En réponse à ce nouveau 49.3, le groupe La France Insoumise (LFI) à l’Assemblée Nationale a déposé une motion de censure. Cependant, cette motion semblait destinée à l’échec, nécessitant 289 votes pour aboutir. Le 4 novembre, le constat était sans surprise : la motion a été rejetée, n’ayant recueilli que 89 votes.
Le budget 2024 de la Sécurité sociale adopté en première lecture
Cette issue a permis l’adoption en première lecture de la troisième partie et de l’ensemble du budget 2024 de la Sécurité sociale. Ce vote ouvre la voie à la transmission du texte au Sénat, signifiant que le processus parlementaire est encore loin d’être terminé.

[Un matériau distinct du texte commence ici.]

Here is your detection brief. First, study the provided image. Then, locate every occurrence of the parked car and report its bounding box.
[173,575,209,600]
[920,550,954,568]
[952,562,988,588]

Les mesures controversées du volet dépenses
Le volet dépenses du projet de loi contient des objectifs de dépenses critiqués par les oppositions, jugés insuffisants pour le système de santé et l’hôpital. Parmi les mesures d’économies controversées, on compte la possibilité de suspendre les indemnités journalières d’un assuré dont l’arrêt de travail est jugé injustifié par un médecin de l’employeur, ou la diminution du remboursement d’un assuré refusant un transport sanitaire partagé. Ces points de contentieux ont poussé les députés LFI et d’autres groupes parlementaires à bloquer le vote du projet de loi.